Este mês, tive o prazer de apresentar um estudo sobre a classificação da mediunidade no Grupo de Fraternidade Irmã Scheilla (GFEIS), no bairro da Floresta, em Belo Horizonte.

O GFEIS tem uma experiência de décadas com a formação dos interessados no conhecimento da Doutrina Espírita. Eles não adotaram os trabalhos de Estudo Sistematizado da Doutrina Espírita - ESDE, publicado pela FEB, mas têm um sistema de estudos em módulos, que é fruto do desenvolvimento de uma proposta de formação que foi primeiramente implantada na União Espírita Mineira (UEM) na década de 1970, salvo engano.

O módulo I trata de temas doutrinários, e apresenta 41 assuntos ligados ao pensamento kardequiano, que dão uma visão geral do que foi desenvolvido em "O livro dos espíritos". Cada assunto tem uma sugestão de objetivos, itens e bibliografia a serem desenvolvidos e/ou utilizados pelos expositores que participam deste trabalho. Ele pode ser acessado neste link: http://www.gruposcheilla.org.br/pages/acesso/acontece/2011/modulo1_caderno.pdf

O módulo 2 é uma seleção de temas sobre o evangelho e o cristianismo.
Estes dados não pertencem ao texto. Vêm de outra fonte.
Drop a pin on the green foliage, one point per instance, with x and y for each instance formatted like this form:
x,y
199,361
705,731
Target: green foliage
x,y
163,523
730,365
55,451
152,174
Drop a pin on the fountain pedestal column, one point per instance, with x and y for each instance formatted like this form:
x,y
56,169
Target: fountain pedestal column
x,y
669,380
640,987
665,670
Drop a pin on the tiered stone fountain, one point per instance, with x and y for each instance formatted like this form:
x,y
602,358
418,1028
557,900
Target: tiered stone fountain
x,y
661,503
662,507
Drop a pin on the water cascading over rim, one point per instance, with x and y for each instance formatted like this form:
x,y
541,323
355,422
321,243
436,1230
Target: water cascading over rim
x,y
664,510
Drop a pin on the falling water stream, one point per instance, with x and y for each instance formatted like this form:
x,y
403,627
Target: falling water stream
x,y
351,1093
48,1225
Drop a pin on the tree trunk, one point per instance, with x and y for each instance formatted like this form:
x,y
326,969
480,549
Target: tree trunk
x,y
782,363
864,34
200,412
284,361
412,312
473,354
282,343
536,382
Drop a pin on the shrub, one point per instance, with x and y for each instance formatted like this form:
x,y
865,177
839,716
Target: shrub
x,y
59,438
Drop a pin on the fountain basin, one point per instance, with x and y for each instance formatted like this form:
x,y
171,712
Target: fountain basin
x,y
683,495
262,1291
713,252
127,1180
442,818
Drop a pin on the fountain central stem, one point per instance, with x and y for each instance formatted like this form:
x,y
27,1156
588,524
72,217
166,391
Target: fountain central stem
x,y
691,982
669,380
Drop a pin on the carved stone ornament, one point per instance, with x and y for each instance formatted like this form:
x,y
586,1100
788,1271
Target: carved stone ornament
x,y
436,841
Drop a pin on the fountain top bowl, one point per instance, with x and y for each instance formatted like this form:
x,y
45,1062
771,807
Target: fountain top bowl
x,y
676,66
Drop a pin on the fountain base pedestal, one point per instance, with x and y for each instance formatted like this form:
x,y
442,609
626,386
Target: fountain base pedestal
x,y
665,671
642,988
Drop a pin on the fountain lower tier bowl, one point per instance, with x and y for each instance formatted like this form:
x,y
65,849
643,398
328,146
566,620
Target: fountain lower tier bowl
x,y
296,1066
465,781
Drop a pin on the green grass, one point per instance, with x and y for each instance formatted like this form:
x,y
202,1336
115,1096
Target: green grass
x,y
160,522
Tem uma grande influência de "O evangelho segundo o espiritismo", de Kardec, mas como o módulo 1, encontra-se uma lista de fontes bibliográficas que vão dos livros do mestre francês até as chamadas "obras subsidiárias" contemporâneas, para o expositor preparar seu trabalho.  Há livros polêmicos, como o do roustainguista Antônio Luiz Sayão, mas eles não constituem escola ou ênfase na programação.

Encontrei uma programação antiga (2008) no seguinte link: http://gruposcheilla.org.br/pages/acesso/gerais/edu/programacao_mod2_2008.pdf

O módulo 3 trata da mediunidade, e tem temas de "O livro dos médiuns", de Kardec, mesclados com alguns temas desenvolvidos pelo espírito André Luiz pela psicografia de Chico Xavier e Waldo Vieira. Alguns temas (como o neologismo "vibracional"), ligados ao cotidiano da reunião mediúnica foram introduzidos com o passar do tempo ao programa original. A bibliografia sugerida também articula Kardec aos autores contemporâneos.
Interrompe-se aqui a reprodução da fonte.